A volunteer Thai anti-drug agent who was arrested in Oddar Meanchey province for possession of methamphetamines has a history of paying Cambodians to smuggle drugs to Thailand and then making sure they get caught, police alleged Tues­day.

Thai authorities, however, claim the agent was set up and are threatening to close down Oddar Meanchey’s Chong Chom border pass if he is not released.

The Bangkok Post reported Tuesday that Amnuay Khem­khaeng, described as a volunteer anti-drug agent from Thailand’s Surin province, crossed the Thai border to investigate drug production in Oddar Meanchey.

Song Pisith, Oddar Meanchey deputy police chief, said Tuesday that Amnuay Khemkhaeng was arrested on Thursday for attempting to take 30 methamphetamine pills into Cambodia. He was sent to Siem Reap province because re­mote Oddar Meanchey does not have a courthouse, Song Pisith said.

“We have reports from the Cambodian people about Mr Amnuay selling drugs from Thai­land,” said Song Pisith. “They said he paid money for Cam­bodians to deliver drugs to Thai­land for him to sell.”

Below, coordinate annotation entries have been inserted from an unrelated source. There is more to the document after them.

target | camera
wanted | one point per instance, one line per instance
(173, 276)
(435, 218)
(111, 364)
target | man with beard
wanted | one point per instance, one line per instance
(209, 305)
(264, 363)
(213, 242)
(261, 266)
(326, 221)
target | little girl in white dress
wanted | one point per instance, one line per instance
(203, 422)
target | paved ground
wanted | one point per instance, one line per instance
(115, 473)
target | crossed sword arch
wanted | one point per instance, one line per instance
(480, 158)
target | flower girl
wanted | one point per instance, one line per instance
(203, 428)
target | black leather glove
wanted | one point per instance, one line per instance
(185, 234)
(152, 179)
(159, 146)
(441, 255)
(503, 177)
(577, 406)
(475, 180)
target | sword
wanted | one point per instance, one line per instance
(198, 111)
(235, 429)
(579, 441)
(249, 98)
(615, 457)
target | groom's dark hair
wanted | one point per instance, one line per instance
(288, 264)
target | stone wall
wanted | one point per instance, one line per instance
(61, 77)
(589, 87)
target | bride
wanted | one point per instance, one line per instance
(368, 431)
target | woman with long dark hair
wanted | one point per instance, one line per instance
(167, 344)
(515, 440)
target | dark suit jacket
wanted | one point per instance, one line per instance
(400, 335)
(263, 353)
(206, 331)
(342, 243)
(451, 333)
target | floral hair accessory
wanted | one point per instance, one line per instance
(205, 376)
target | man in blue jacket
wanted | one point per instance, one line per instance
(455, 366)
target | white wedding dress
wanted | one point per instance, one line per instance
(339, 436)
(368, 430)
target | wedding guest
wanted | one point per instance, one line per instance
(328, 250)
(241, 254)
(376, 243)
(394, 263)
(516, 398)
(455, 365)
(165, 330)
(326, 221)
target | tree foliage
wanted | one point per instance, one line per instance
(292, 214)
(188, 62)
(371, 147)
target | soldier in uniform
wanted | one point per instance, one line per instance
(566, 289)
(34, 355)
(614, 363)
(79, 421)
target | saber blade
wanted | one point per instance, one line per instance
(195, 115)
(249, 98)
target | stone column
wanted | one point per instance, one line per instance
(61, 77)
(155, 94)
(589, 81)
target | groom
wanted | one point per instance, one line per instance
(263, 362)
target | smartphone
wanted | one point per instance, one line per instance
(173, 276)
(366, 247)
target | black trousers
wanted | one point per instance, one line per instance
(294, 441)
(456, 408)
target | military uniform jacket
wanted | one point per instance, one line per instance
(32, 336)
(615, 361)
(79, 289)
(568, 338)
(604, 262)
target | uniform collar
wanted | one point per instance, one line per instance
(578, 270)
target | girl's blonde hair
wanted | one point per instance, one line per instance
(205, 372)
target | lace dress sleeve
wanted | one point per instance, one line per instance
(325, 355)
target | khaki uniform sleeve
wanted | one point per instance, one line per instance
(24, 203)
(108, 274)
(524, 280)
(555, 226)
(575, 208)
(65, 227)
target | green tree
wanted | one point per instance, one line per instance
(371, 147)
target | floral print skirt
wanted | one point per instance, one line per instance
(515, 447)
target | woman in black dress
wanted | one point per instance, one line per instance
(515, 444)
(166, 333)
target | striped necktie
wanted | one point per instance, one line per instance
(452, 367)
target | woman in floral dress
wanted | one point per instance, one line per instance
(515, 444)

Authorities from Surin prov­ince are standing by Amnuay and have alleged he was set up, the Post reported.

According to the newspaper, Am­nuay Khemk­haeng was scheduled to receive an award for his work as an undercover investigator in Cam­bodia and his efforts in Thailand’s fight against drugs.

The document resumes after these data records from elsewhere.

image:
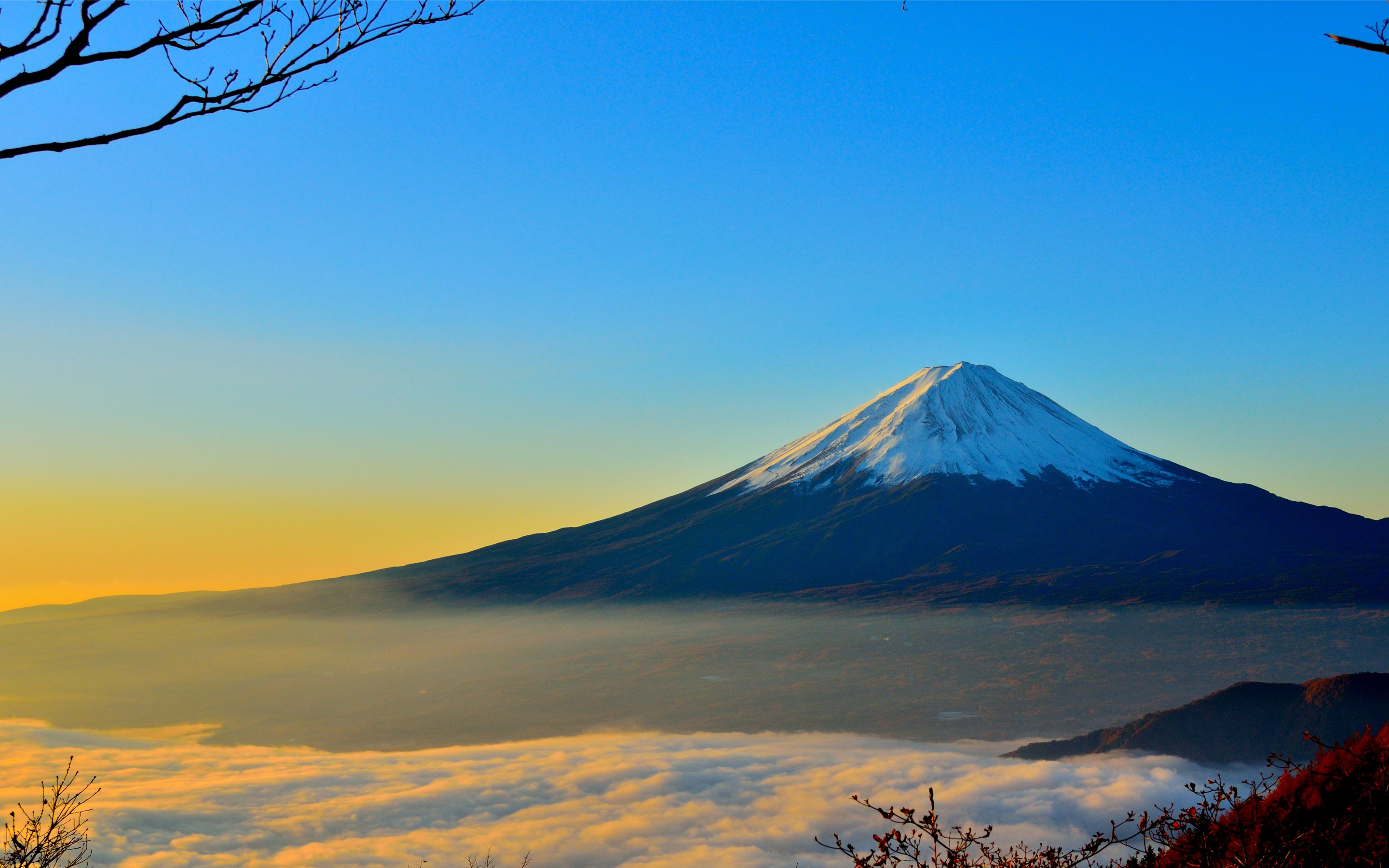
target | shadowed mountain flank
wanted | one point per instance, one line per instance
(1242, 723)
(957, 485)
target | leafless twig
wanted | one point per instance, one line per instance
(295, 41)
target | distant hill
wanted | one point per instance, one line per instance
(957, 485)
(1242, 723)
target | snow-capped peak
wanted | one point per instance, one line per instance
(966, 420)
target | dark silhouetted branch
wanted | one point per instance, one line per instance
(294, 42)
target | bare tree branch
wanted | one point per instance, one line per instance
(54, 835)
(295, 41)
(1381, 32)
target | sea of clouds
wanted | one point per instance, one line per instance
(594, 802)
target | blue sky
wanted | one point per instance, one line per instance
(559, 260)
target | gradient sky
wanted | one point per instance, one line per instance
(559, 260)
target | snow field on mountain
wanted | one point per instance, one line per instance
(966, 420)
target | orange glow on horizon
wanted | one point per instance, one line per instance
(63, 545)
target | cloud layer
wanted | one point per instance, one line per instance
(725, 800)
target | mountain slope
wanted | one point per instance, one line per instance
(967, 420)
(955, 485)
(1242, 723)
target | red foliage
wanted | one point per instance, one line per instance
(1334, 812)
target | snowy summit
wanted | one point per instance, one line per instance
(966, 420)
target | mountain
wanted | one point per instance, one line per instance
(1244, 723)
(955, 485)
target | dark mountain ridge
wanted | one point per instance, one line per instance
(1244, 723)
(957, 485)
(941, 538)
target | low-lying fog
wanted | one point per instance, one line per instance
(485, 676)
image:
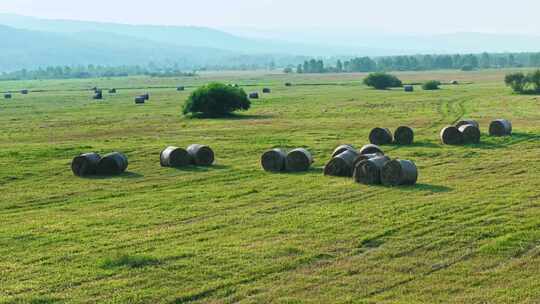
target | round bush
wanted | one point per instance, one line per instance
(216, 99)
(431, 85)
(381, 81)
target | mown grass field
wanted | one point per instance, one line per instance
(469, 232)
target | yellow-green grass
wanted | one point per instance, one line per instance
(467, 232)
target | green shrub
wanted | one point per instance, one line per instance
(431, 85)
(381, 81)
(216, 99)
(524, 84)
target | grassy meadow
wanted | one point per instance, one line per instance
(468, 232)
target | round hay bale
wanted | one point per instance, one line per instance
(380, 136)
(368, 171)
(342, 164)
(274, 160)
(399, 172)
(451, 136)
(174, 157)
(85, 164)
(404, 136)
(112, 164)
(299, 160)
(500, 127)
(201, 155)
(362, 157)
(467, 122)
(471, 134)
(140, 100)
(343, 148)
(371, 149)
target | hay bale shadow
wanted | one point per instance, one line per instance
(231, 116)
(504, 142)
(125, 175)
(311, 171)
(425, 188)
(201, 168)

Songchai Chaipatiyut, second secretary of the Thai Embassy in Phnom Penh, said Wednesday that he had no details about the ar­rest or the threats to close the Chong Chom checkpoint.

A second Cambodian police officer, who requested anonymity, said Tuesday that he had proof that the Thai agent was organizing the Cambodian people he later turned over to Thai police.

“After our investigation we found out that Amnuay is a Thai agent in Surin province,” the officer said.

“But he frequently visits Cam­bodia to get more people to work for him, and then they get arrested in Thailand,” the officer said.

“Amnuay has tricked and at­tracted Cambodian people to deliver drugs to him in Thailand and then he told Thai authorities to arrest those people,” the officer alleged. “We have to prevent him from doing this in the future because many Cambodian people have been found guilty in Thailand for drug trafficking.”

The officer said that before Am­nuay was arrested, a woman re­ported to police that Amnuay paid her about $23 to take am­phet­amines into Thailand and offered to pay her around $46 more after she made the delivery.

The Bangkok Post also reported Tuesday that police Colonel Virat Thatthong, chief of police in Kap Choeng district, Surin prov­ince, Wirun Kamhaeng, assistant district chief, and Major Saneh Krichan, a Thai military coordinator on Cambodian affairs, met with an Oddar Meanchey deputy police chief on Monday to re­quest the Thai agent’s release.

“Thai authorities came to meet with Oddar Meanchey police to ask for his release, but the police chief will not approve it because we have real evidence—so let the court decide this case,” Song Pisith said.

“But I heard that if Cambodia does not release him, the Thai authorities said they will shut down the border checkpoint,” he added.